Now I am a junior in college, with so many obstacles in my present and future. I find myself questioning my every move, and I hate it. I have no clue what I want to do with my degree once I graduate, where I want to live, I know nothing about my future. Nothing is laid out before me like once before. Life is hard, and I am finally accepting that. I am scared for my future, because I want nothing more than to be successful, but I see nothing but "what if." What if, it's like word vomit and it constantly finds its place on the tip of my tongue. I'm afraid of inching too close to people, places or things – nouns I suppose –because I may get too attached to them. I want no distractions or anything to hold me back to what I want to achieve, my dreams. So, I keep those at arm's reach who may have the opportunity to become an obstacle. I have a permanent wall up that I keep building higher so no living thing can pass over it. It's a tactic that I have perfected over the years. It gives a sense of security and helps me avoid any situation what might end with me hurt. It's how I have always been. Because of my insecurities and uncertainty, I have built this barricade that I often hide behind.

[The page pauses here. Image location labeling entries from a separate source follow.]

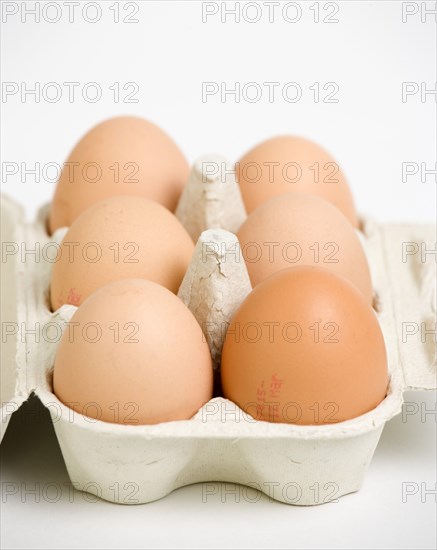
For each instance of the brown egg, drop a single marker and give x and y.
(133, 353)
(299, 229)
(118, 238)
(291, 164)
(121, 156)
(305, 348)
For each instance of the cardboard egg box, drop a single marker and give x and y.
(221, 442)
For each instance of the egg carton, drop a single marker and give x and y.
(302, 465)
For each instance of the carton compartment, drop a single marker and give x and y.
(303, 465)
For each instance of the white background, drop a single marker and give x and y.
(169, 53)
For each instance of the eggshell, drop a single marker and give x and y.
(120, 156)
(287, 164)
(300, 229)
(305, 348)
(133, 353)
(117, 238)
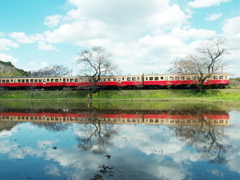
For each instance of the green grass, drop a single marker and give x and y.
(210, 95)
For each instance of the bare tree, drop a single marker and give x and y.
(204, 63)
(95, 63)
(55, 71)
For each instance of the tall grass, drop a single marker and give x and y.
(225, 94)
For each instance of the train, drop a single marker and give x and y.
(218, 80)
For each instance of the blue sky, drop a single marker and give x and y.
(144, 36)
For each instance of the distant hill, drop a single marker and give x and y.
(7, 70)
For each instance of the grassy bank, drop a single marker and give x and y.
(209, 95)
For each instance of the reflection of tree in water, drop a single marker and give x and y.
(206, 137)
(55, 127)
(96, 137)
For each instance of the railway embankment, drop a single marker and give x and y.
(229, 95)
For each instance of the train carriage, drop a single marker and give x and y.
(113, 82)
(158, 81)
(32, 82)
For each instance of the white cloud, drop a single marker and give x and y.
(192, 33)
(21, 37)
(46, 47)
(208, 3)
(6, 44)
(232, 32)
(43, 64)
(213, 17)
(7, 58)
(52, 20)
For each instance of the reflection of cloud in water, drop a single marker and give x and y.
(6, 146)
(133, 147)
(6, 133)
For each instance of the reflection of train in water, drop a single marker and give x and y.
(112, 82)
(121, 118)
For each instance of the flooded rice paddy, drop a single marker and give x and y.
(92, 141)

My barrier built from my personal insecurities and uncertainty is often disguised with bad moods and unnecessary lash outs. I push people away to make sure that they don't get too close to my heart – I am a pro at that, it's my specialty. As soon as anything get too serious or too perfect I find myself fleeing from the situation. I have convinced myself that it's method is idea for the long run, I avoid hurting.

Maybe this is why I want nothing but a career for my future. I have zero desire for marriage, children, anything at all. I hate when discussions lead to topics such as those, it makes me nauseous, and I try to avoid them at all costs. Is this selfish of me? Very much so. But, then everything leads back to what if. I am afraid of commitment; I am afraid of failure. What if  I cannot live up to what is expected of me or reach what I have always wanted to obtain out of life. Without interruptions I cannot fail..right? I am terrified of change and right now life and personal changes are being thrown my way at rapid velocity. I can't handle it.

Will I ever be satisfied? I have no idea. I wish to put an end to my troubles and to slowly take down my wall. I want to let those deserved in, instead of pushing them away. I want to be smitten and completely swept off my feet. I want to love in return, wholeheartedly. But where do I begin? Currently, every little piece of my life has been building up, basically until I self-destruct. I am exhausted. Where can I find happiness? I haven't a clue, but I do know that I must search for it myself. It's inside of me, the strength to accept what I can't control and the contentment I have been hiding from. I just wish there was a map and key to help me out. No one can assist me, I must do it on my own. I must open up again; live my life as a slightly open book and wear my heart on my sleeve. That is such a huge task to ask myself to do, but I know there is no alternative if I want to achieve everything, including absolute bliss.